I have a Spark DataFrame that contains multiple columns with free text. Separately, I have a dictionary of regular expressions where each regex maps to a key.
For instance:
df = spark.sparkContext.parallelize([Row(**{'primary_loc': 'USA', 'description': 'PyCon happens annually in the United States, with satellite events in India, Brazil and Tokyo'}),
Row(**{'primary_loc': 'Canada', 'description': 'The annual hockey championship has some events occurring in the US'})]).toDF()
keywords = {'united states': re.compile(r'\b(usa|us|united states|texas|washington|new york)\b', re.I),
'india': re.compile(r'\b(india|bangalore|mumbai|delhi)\b', re.I),
'canada': re.compile(r'\b(canada|winnipeg|toronto|ontario|vancouver)\b', re.I),
'japan': re.compile(r'\b(japan|tokyo|kyoto)\b', re.I}
I want to be able to extract countries from the dataframe, such that I extract all countries from a set of columns (primary_loc
and description
in this case).
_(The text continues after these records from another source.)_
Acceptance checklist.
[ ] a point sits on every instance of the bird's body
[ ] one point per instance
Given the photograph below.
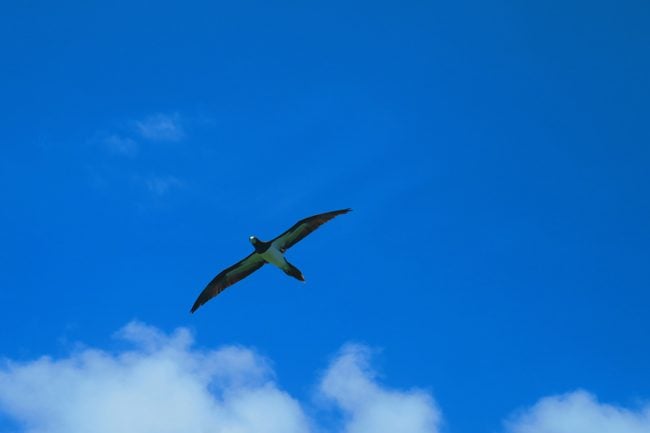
(266, 252)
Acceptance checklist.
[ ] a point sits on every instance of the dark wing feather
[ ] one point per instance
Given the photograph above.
(303, 227)
(228, 277)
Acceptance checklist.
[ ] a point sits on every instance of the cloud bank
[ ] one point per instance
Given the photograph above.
(164, 385)
(579, 412)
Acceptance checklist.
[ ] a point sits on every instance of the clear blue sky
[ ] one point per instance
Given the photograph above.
(496, 156)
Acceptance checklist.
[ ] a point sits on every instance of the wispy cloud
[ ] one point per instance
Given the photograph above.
(164, 385)
(121, 145)
(161, 127)
(159, 185)
(579, 412)
(371, 408)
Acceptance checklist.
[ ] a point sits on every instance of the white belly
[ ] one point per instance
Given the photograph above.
(275, 257)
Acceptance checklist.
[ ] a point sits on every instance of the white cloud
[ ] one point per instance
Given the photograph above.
(120, 145)
(371, 408)
(164, 385)
(579, 412)
(161, 127)
(161, 185)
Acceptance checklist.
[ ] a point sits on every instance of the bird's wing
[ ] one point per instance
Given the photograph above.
(228, 277)
(303, 227)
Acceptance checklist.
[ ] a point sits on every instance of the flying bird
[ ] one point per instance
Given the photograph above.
(266, 252)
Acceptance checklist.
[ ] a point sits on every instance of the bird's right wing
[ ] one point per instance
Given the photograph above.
(228, 277)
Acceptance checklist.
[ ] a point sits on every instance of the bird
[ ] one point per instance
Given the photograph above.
(266, 252)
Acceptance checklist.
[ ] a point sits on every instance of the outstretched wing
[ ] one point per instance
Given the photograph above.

So in this case, I'd get an output somewhat like
primary_loc | description | country
--------------------------------------------
USA | PyCon... | united states
USA | PyCon... | india
USA | PyCon... | brazil
USA | PyCon... | japan
Canada | The ann... | canada
Canada | The ann... | united states
To get an idea of the scale of the problem, I have around 12-15k regexes and a dataframe with around 90 million rows.
I've tried using a Python UDF that looks somewhat like:
def get_countries(row):
rd = row.asDict()
rows_out = []
for p, k in keywords.items():
if k.search(rd['PRIMARY_LOC']) or k.search(rd['DESCRIPTION']):
rows_out.append(Row(**{'product': p, **rd}))
return rows_out
newDF = df.rdd.flatMap(lambda row: get_countries(row)).toDF()
but this is excruciatingly slow, even when operating on a subset of 10k or so rows.
If it matters, I'm using PySpark via DataBricks on Azure.